We talked for a few minutes as he was able based on the time frame from his commander. You know how you can sit in a quiet room and hear the seconds tick by on a clock? Yeah, that was our conversation. Tick, tick, tick.
 
“I gotta go. They’ll forward my mail, just put ROM on the bottom.”
 
Painful. Absolutely, positively painful.
 
Two full weeks in quarantine, which would equate to a two week delay in his graduation date.
 
Two weeks go by. No more news is good news so again, another new division, and onward.
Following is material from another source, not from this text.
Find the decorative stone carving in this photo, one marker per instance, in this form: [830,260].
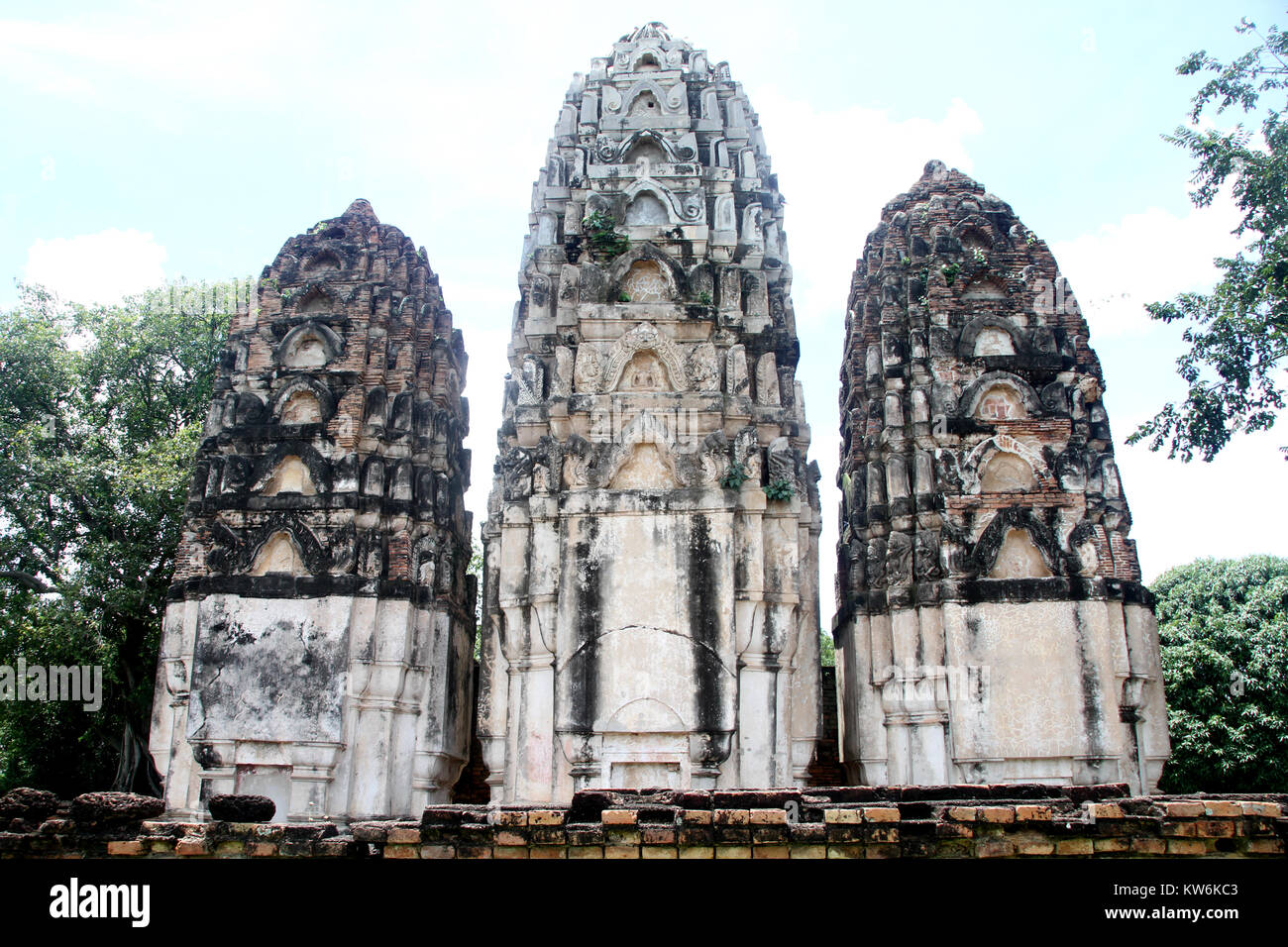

The two weeks delay created a three week delay so now Basic is 15 weeks, not 10. Mother of Mercy help me. I’m serious, I’m a praying woman anyway, and more so now than ever.
 
Mothers Day- the original date he was supposed to graduate, just two days before. Nope. The day came and went and I missed him on my first Mothers Day without the kid that made me a Mom. The day seemed to last forever…and not in a good way.
 
So here we are, 10 days out. I’m praying, candles lit, my Mom has candles lit. I’m praying he stays healthy, praying his mates stay healthy. Praying. Tick, tick, tick.
 
Today I wrote him the last letter I’ll write to him in Basic training. Tick tock, tick tock. When basic is over, he’ll get his phone back and we’ll be able to talk for real, wherever we want to, or text messages during the day! Tick, tick, tock.
 
Next week, shit gets real. The last two weeks are constant tests of whether they as a unit know what and how they need to know. At the end, is the final which is not like it is sitting in a classroom. The final is 24-hours straight. Tick, tick, tick.
 
It has been incredible to me the play of the mind on time. I realize that time doesn’t exist anywhere but in the human conscious mind. I am aware that time is a construct, and within a construct, time is finite. So, why is it that one day can drag on forever, and the next week, or month or year can fly by in what seems like a flash.
 
Why is it that most days zoom past, and so many of the last almost 15 weeks have been so freakin’ slow. And now suddenly, zoom, it’s been almost 15 weeks? It’s crazy to me.
 
Time flies like an arrow…as the saying goes, but fruit flies like a banana…as some of us finish it just because it’s funny.
 
Sixty seconds makes a minute, 60 minutes makes an hour, 24-hours in a day, seven days in a week. We all know the constructs of time; but perception of time, the long and the short, makes it precisely what it is.